Petite histoire de la distribution d'eau

LES PORTEURS D’EAU

Au Moyen-Age fut fondée une corporation de “Porteurs d’eau”.
Ces hommes et ces femmes puisaient l’eau aux fontaines et aux rivières et l’apportaient au domicile de ceux qui les rétribuaient.
Certains porteurs d’eau disposaient d’un tonneau monté sur une charrette, la plupart du temps tractée par des animaux (chien, boeufs, chevaux), alors que d’autres portaient des seaux, voire un seul récipient de bois attaché à leurs épaules.
De tous temps, les autorités eurent à sévir dans les combats que se livraient les porteurs d’eau pour l’appropriation d’un point d’eau, allant jusqu’à écarter la population pourtant bien en droit de se rendre aux fontaines.
Début du XVIe siècle, on pouvait être condamné à des peines sévères allant jusqu’au bannissement si on était pris en flagrant délit d’endommagement des fontaines.

LES BORNES-FONTAINES

Ancêtres de notre distribution d’eau, les bornes-fontaines abondaient encore sur les places publiques voici environ 65 ans.
Raccordées à un réseau d’eau souvent encore jeune, elles étaient actionnées au moyen d’une clé numérotée que chaque famille habitant la commune pouvait obtenir moyennant payement auprès de l’Administration Communale.

La réglementation, fort stricte, fait déjà apparaître le souci d’économie de la ressource.

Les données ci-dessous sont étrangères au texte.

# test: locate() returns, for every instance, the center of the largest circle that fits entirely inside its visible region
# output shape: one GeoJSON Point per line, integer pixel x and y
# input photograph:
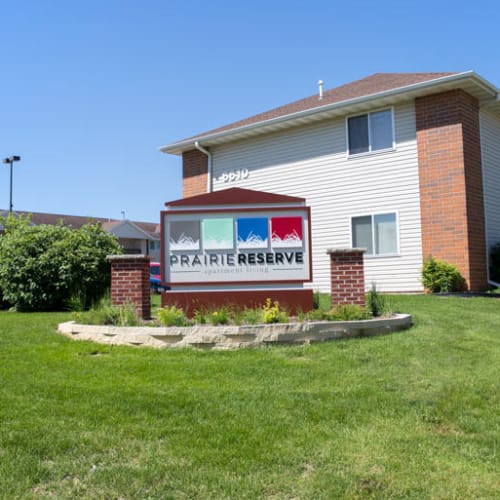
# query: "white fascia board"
{"type": "Point", "coordinates": [178, 147]}
{"type": "Point", "coordinates": [116, 230]}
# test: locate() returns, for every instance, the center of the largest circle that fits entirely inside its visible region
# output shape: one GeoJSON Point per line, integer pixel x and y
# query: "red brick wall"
{"type": "Point", "coordinates": [347, 277]}
{"type": "Point", "coordinates": [130, 282]}
{"type": "Point", "coordinates": [194, 173]}
{"type": "Point", "coordinates": [451, 193]}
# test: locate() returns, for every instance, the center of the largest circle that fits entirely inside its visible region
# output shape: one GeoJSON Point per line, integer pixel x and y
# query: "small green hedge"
{"type": "Point", "coordinates": [439, 276]}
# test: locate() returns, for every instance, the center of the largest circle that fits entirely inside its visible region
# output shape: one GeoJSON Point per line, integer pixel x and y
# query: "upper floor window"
{"type": "Point", "coordinates": [370, 132]}
{"type": "Point", "coordinates": [378, 233]}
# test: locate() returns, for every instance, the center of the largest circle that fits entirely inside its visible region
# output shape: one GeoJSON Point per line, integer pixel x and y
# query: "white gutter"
{"type": "Point", "coordinates": [209, 169]}
{"type": "Point", "coordinates": [466, 75]}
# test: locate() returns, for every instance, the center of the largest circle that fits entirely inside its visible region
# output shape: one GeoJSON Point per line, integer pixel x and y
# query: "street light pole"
{"type": "Point", "coordinates": [11, 160]}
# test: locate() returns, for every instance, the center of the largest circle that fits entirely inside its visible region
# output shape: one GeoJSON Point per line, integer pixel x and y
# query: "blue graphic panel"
{"type": "Point", "coordinates": [253, 232]}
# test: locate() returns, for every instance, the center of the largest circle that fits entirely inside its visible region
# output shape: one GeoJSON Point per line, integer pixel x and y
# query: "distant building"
{"type": "Point", "coordinates": [135, 237]}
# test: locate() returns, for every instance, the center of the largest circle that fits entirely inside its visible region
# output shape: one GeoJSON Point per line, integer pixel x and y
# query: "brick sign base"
{"type": "Point", "coordinates": [347, 276]}
{"type": "Point", "coordinates": [130, 282]}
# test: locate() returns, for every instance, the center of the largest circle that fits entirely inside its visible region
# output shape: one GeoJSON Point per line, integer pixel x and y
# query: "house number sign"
{"type": "Point", "coordinates": [234, 175]}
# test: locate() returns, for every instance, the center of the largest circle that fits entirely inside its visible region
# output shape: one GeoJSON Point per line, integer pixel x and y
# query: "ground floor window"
{"type": "Point", "coordinates": [378, 233]}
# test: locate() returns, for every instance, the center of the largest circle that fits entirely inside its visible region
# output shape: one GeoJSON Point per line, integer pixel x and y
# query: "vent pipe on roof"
{"type": "Point", "coordinates": [320, 85]}
{"type": "Point", "coordinates": [209, 173]}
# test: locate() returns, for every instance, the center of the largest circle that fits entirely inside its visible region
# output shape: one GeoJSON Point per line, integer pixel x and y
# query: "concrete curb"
{"type": "Point", "coordinates": [233, 337]}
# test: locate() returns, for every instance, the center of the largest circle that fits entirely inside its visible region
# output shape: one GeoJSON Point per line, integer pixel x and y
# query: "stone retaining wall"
{"type": "Point", "coordinates": [231, 337]}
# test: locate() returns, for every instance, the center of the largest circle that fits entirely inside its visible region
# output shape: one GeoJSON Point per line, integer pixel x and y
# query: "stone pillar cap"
{"type": "Point", "coordinates": [129, 256]}
{"type": "Point", "coordinates": [345, 250]}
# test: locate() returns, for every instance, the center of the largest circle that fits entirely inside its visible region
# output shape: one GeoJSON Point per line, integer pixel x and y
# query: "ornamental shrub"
{"type": "Point", "coordinates": [49, 267]}
{"type": "Point", "coordinates": [104, 313]}
{"type": "Point", "coordinates": [376, 303]}
{"type": "Point", "coordinates": [439, 276]}
{"type": "Point", "coordinates": [172, 316]}
{"type": "Point", "coordinates": [271, 312]}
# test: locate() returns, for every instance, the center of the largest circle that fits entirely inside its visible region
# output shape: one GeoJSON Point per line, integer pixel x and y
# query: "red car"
{"type": "Point", "coordinates": [155, 277]}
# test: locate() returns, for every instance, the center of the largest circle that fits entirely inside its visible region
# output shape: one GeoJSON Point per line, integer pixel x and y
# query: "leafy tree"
{"type": "Point", "coordinates": [50, 267]}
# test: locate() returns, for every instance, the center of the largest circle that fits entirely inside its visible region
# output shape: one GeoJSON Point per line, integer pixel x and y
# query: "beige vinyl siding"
{"type": "Point", "coordinates": [312, 162]}
{"type": "Point", "coordinates": [490, 157]}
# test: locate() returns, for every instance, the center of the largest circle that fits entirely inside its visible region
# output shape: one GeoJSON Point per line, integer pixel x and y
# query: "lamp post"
{"type": "Point", "coordinates": [11, 160]}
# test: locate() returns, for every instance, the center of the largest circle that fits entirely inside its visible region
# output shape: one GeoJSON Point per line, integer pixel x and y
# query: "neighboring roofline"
{"type": "Point", "coordinates": [148, 236]}
{"type": "Point", "coordinates": [187, 144]}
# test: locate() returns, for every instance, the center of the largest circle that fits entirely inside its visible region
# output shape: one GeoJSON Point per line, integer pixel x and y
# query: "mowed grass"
{"type": "Point", "coordinates": [414, 414]}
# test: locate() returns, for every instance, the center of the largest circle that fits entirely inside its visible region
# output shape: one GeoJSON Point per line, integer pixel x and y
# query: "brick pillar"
{"type": "Point", "coordinates": [451, 185]}
{"type": "Point", "coordinates": [130, 282]}
{"type": "Point", "coordinates": [347, 276]}
{"type": "Point", "coordinates": [194, 173]}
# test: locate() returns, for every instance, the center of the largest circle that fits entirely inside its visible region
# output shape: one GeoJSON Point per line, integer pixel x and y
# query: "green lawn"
{"type": "Point", "coordinates": [408, 415]}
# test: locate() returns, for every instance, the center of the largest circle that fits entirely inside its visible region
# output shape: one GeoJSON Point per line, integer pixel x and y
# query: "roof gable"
{"type": "Point", "coordinates": [235, 196]}
{"type": "Point", "coordinates": [378, 82]}
{"type": "Point", "coordinates": [381, 88]}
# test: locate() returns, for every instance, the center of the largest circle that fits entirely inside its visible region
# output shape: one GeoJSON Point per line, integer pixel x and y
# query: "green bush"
{"type": "Point", "coordinates": [172, 316]}
{"type": "Point", "coordinates": [495, 263]}
{"type": "Point", "coordinates": [106, 314]}
{"type": "Point", "coordinates": [439, 276]}
{"type": "Point", "coordinates": [53, 267]}
{"type": "Point", "coordinates": [220, 316]}
{"type": "Point", "coordinates": [376, 303]}
{"type": "Point", "coordinates": [272, 313]}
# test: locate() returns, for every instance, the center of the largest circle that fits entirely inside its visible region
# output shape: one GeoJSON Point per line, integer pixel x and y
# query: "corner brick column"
{"type": "Point", "coordinates": [451, 183]}
{"type": "Point", "coordinates": [130, 282]}
{"type": "Point", "coordinates": [347, 276]}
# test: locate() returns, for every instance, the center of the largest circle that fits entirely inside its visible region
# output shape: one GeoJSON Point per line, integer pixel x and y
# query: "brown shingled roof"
{"type": "Point", "coordinates": [374, 84]}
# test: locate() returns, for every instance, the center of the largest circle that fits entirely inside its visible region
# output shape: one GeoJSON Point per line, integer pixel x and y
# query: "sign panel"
{"type": "Point", "coordinates": [246, 246]}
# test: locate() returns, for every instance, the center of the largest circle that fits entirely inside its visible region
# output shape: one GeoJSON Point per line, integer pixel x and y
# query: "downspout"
{"type": "Point", "coordinates": [209, 170]}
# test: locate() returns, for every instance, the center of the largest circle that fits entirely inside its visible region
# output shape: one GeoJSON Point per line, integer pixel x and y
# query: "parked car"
{"type": "Point", "coordinates": [155, 277]}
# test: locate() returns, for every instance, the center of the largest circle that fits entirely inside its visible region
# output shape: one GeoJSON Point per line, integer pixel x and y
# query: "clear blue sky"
{"type": "Point", "coordinates": [90, 89]}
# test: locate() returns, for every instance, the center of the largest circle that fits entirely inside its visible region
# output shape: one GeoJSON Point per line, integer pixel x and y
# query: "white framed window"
{"type": "Point", "coordinates": [378, 233]}
{"type": "Point", "coordinates": [370, 132]}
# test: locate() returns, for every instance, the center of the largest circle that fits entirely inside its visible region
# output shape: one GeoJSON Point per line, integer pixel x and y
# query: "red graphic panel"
{"type": "Point", "coordinates": [286, 232]}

Ainsi, il était interdit :

- d’utiliser des récipients qui ne pouvaient être portés par une seule personne;
- de laisser la borne-fontaine ouverte après utilisation;
- de prêter sa clé à d’autres personnes;
- et aux enfants de moins de 12 ans d’utiliser la borne-fontaine.

LES FONTAINES-ABREUVOIRS

Elles étaient conçues en fonction de leurs différents utilisateurs potentiels :

- une vasque inférieure pour les chiens, chats,...
- une vasque supérieure pour les oiseaux,
- une vasque centrale, la plus grande, pour les chevaux et baudets.

Les humains, quant à eux avaient le loisir de boire à de fins jets jaillissant de la colonne centrale.

En 1888, Madame Montefiore-Levi, richissime personnalité liégeoise, offrit 10 fontaines-abreuvoirs à sa ville. Elle réédita son geste généreux en 1891.

La Société Protectrice des Animaux, soucieuse de la condition des chevaux au travail fut initiatrice de l’installation de bon nombre de fontaines-abreuvoirs dans les grandes villes du pays.

LE CONFORT “MODERNE”

L’eau entre progressivement dans les maisons au XXème siècle par un système de canalisations. Dans un foyer moyen, il y a une soixantaine d’années, la première pièce concernée est la cuisine, unique point d’eau. L’évier, taillé dans la pierre du pays, est surmonté d’une pompe à bras. L’évacuation des eaux s’effectue par une sortie d’évier percée dans le mur et un déversement du surplus directement sur le sol extérieur de la maison.

LA DISTRIBUTION D’EAU AUJOURD’HUI

L’hygiène s’est largement développée grâce aux hygiénistes qui, dès le début du XXème siècle, se sont attachés à démontrer la corrélation entre la propagation des épidémies et le vecteur eau. Dans les quartiers pauvres, l’eau utilisée était alors de très mauvaise qualité, la mortalité était importante.

Mais le progrès concerne aussi la disponibilité d’une eau livrée en quantité suffisante. Aujourd’hui, l’eau coule aux multiples robinets de nos foyers et évacue même le contenu des cuvettes WC.

Une fois qualité et disponibilité de l’eau assurées, l’eau peut redevenir plaisir. L’étonnante progression de la création de produits liés à l’hygiène le démontre sans cesse.